Whatever the world, Pakistan included, has done in the last 10 years to fight terrorism, the presidential hopeful said, "it's not working."

Malik said the Taliban group was not banned more quickly because the provincial government had been trying to negotiate with it to secure peace. The restrictions would include offering financial aid, handing out propaganda or providing any other type of support.

The militants, meanwhile, called the ban "meaningless."

"We are neither registered nor do we have any bank accounts," said Muslim Khan, spokesman for the Tehrik-e-Taliban Pakistan, which has threatened to step up its campaign of violence nationwide unless the military ends its operations in Bajur. "We are slaves to no one."

Malik noted that, despite a peace deal struck with some insurgents in Swat, a former tourist destination-turned-battlefield, al-Qaida and Taliban-linked militants kept attacking security forces, burning schools and damaging public buildings.

Eight were killed in the latest violence Monday, a pre-dawn rocket-and-bomb strike on the home of provincial lawmaker Waqar Ahmed Khan in Swat, police and the politician said. His brother, two nephews and five guards were killed.

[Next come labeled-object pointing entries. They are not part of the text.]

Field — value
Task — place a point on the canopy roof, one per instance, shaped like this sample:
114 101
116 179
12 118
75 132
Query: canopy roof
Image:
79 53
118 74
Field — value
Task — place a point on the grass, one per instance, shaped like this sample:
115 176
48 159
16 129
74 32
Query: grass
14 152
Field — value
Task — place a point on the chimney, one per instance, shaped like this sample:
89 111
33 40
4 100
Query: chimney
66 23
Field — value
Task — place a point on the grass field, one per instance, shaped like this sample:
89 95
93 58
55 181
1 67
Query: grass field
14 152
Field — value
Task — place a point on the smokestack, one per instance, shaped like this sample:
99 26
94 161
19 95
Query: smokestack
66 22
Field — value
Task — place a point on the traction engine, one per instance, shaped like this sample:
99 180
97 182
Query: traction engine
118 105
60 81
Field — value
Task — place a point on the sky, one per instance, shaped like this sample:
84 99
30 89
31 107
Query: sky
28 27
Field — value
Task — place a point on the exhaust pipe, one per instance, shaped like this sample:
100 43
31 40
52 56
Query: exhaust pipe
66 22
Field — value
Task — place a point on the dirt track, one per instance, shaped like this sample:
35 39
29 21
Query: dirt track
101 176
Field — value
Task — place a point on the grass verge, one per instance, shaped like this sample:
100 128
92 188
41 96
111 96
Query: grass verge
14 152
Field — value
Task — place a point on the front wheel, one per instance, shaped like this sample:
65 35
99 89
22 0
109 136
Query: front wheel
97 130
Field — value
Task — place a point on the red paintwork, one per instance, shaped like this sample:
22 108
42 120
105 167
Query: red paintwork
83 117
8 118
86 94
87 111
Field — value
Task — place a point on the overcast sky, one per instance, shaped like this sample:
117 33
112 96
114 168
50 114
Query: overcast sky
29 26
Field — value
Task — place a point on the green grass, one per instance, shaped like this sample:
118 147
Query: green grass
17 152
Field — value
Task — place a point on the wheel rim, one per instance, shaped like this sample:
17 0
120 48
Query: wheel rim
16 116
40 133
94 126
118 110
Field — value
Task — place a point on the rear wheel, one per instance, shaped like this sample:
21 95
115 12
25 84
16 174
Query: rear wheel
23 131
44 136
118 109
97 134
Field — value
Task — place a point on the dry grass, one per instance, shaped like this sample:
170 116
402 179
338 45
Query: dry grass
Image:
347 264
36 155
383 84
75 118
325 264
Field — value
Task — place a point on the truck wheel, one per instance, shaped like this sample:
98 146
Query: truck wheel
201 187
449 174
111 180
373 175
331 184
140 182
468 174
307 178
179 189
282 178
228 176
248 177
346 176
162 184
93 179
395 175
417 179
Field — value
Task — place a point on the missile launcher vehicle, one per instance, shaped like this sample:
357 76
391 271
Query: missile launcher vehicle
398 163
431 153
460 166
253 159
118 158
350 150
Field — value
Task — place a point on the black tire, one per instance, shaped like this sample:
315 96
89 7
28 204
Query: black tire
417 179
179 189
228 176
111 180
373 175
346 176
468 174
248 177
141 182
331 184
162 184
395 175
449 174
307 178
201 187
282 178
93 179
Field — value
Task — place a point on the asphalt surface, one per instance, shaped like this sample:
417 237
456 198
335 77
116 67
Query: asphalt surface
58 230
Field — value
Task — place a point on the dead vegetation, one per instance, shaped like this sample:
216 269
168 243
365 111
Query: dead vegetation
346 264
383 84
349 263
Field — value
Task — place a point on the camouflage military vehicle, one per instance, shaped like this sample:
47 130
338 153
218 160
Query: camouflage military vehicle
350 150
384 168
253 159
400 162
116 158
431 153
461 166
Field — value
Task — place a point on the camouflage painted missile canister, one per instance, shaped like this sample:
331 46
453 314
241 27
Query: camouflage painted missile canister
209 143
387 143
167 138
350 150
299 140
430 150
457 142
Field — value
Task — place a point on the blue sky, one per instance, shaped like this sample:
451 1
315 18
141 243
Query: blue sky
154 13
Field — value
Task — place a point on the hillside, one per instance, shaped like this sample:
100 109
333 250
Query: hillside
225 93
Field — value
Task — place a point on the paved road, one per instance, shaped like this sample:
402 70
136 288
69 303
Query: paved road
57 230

Separately, an armored vehicle believed to be going to NATO forces in Afghanistan was set ablaze by "miscreants" as it was being transported in the southern Pakistani city of Karachi, said Iqbal Mahmood, a police official.

Despite its hardening stance toward militants, Pakistan's government appears increasingly fragile. The People's Party was building alliances with smaller parties in Parliament in case its main junior partner, headed by former Prime Minister Nawaz Sharif, pulled out.

The two sides have been drifting apart over several key issues, including whether to slash the powers of the next president.